There are numerous other factors to consider when deciding when to commence full time fundraising, such as the affect of being (or not being) perceived as viable early on.  But the above are the general factors that must be considered when planning out your campaign timeline.

That said, in most cases fundraising needs to begin the moment that you announce your candidacy.  This is because most campaigns start out with a level playing field.  Where there's no compelling reason to donate specifically to your campaign, previous contribution totals play a crucial role in the decision of contributors whether or not to support your candidacy.   So, if you cannot raise large amounts on short notice, getting a head start becomes increasingly important.

Regardless of when you start your major fundraising push, here are the crucial steps that need to be followed once you begin:

Start by compiling a friends and family list - Imagine that you were throwing a party and could invite anyone who you had ever met.  Compile exactly such a list for your campaign.  Include people who you've known since you were born, even if you've lost contact with them since.  This includes classmates, friends, acquaintances, people you've done business with and anyone else who you can think of.

Call each person on the list and tell them that you're running for office.  Tell them why you're running and talk about the issues that you believe will be of most interest to each. 

Then ask for their financial contribution.  Tell them how much their support means to the campaign and how their donation is seed money and a show of support that is crucial for being able to raise other funds.  Ask directly and do not be embarrassed.  When asked, many people would like to help with a small contribution that acts as a show of support    

Remain constant - Once you have started fundraising, don't stop.  You don't need to start out strong, but you do want to expand the fundraising campaign each and every quarter until you've amassed enough for the entire race.

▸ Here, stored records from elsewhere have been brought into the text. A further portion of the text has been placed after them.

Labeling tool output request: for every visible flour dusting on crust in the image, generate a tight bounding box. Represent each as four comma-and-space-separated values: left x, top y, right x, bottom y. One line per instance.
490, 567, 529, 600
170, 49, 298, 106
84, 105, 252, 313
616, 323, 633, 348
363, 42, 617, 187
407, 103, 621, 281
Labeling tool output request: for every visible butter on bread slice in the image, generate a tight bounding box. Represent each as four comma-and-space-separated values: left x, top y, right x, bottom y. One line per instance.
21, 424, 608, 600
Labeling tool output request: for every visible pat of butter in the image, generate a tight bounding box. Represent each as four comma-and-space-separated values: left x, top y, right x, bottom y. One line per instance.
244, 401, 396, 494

Large donors can be of extra help - Donors who are interested in the causes and issues that are central to your candidacy can support political advocacy organizations known as "527s" (named after the section in the US tax code that pertains to their formation).  These organizations bring attention to various issues in districts where supporters of their primary causes are running for office.  PACs, or "political action committees," work in a similar manner and each state has its own laws governing the regulation of state political committees. These are a few of the venues through which a major donor may be able to play a role in advancing the causes that are central to your candidacy, above and beyond their own direct contribution to your campaign.

Innovative methods - At the right time, begin selling campaign stickers or other memorabilia.  These items can be sold directly or offered as gifts to contributors.  Either way, if sold through your campaign, sales must be reported as contributions. 

Have donors cultivate other donors - Supporters can host fundraisers and "meet and greets" at their homes or places of business.  The campaign needs to design an invite for each such reception that conforms to campaign finance law (containing a proper disclosure, etc.) and encourage the host to share the invite with their friends and business associates.

Most of all, stay strong, stay focused and stay committed to the purpose of your candidacy.  Sincerity, perseverance and dedication are vital to maintaining your passion and enthusiasm throughout the entire elective process.